現代アメリカSFの女王と言っていい作家、コニー・ウィリスの特集がSFマガジンの2013年7月号に組まれ、そこに掲載された短編「エミリーの総て」が面白いよ、でも「イヴの総て」という映画を下敷きにして作られてるから出来れば、映画を観てから読んだほうがいい、と友人から聞いたのだ。

その映画を観るのにまずは一苦労した。
まず近所のTSUTAYAに行くも「お取り扱いありません」と。
仕方ない、名画らしいし買っちゃおうと調べてみるも現在はワンコイン版しか生産していない。
僕はあのワンコイン版で映画を観ると、映画そのものがみすぼらしく思えてしまう質で、すでに生産を終えたスタジオ・クラシックス版の在庫を求めてタワー・レコードまで出かけたが、既に在庫はなく、最後の手段のワンコイン版すらも大手書店にも見当たらない。

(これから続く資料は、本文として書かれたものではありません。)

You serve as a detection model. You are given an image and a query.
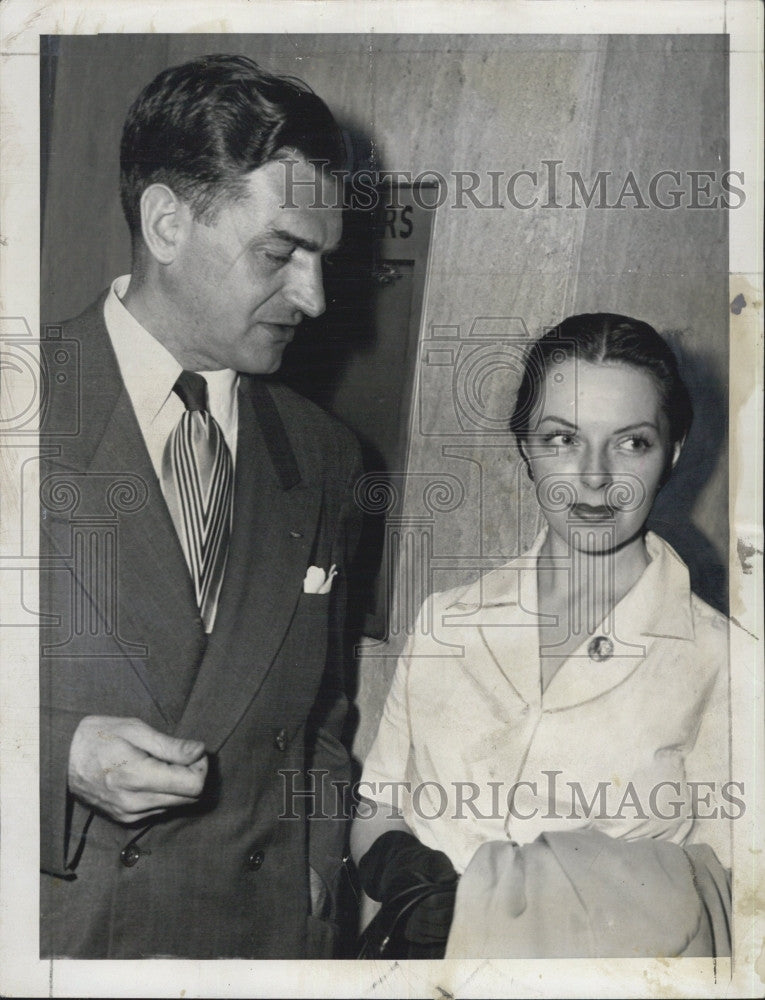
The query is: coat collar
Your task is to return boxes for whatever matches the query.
[444,531,694,716]
[446,527,695,640]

困ったなあ、と思っていると件の友人が、スタジオ・クラシックス版を貸してくれて、やっと観ることが出来た。
持つべきものは善き友である。


さて、「イヴの総て」と言うからにはアン・バートン演じるイヴ・ハリントンが、手をつくして演劇界でのし上がっていくサクセス・ストーリーかと思いきや、いやまあそれでもあながち間違ってはいないのだが、何しろベティ・デイヴィスがすごいのだ。

ベティ・デイヴィスという女優さんの出演作を僕は「八月の鯨」しか観ていなくて、往年の名女優が実年齢の役で出演し人生の黄昏を演じるというコンセプトを十全に味わえなかったわけだが、ここでやっと全盛期のベティ・デイヴィスに出会えた。

ここでも彼女は現実に近い役を与えられ、全盛期であるがゆえにこの後訪れる衰えを恐れている。
しかし、愛や生というものはその時々のものを慈しめば良いのだと気づいてから「別人」のようになる、という演技が本当に別人になってしまったようなのだ。
その時のベティ演じるマーゴ・チャニングは本当に光り輝いて見えた。
その鏡像のように、印象を変えていくイヴもベティの演技あってのものだろう。

それに、この映画でチャンスを掴んでブレイクしていくマリリン・モンローの纏うこの特別な空気感は何だろう。
そこにいるだけで場の空気をさっと攫っていってしまう。
その後の主演作では観ることのできなくなった、スペシャルなマリリンがここにいる。



この映画に用意された台詞は、どれもハイセンスなユーモア精神によって磨きぬかれたもので、聞いていると「舞台芸術っていいもんだなあ」と思わされる。
演出家役や脚本家役が時折興奮ぎみに語る演劇論も実にいい。

人気商売ゆえのいろいろもあったりするんだけど、やっぱり舞台っていいよね、という演劇賛歌なのだと思う。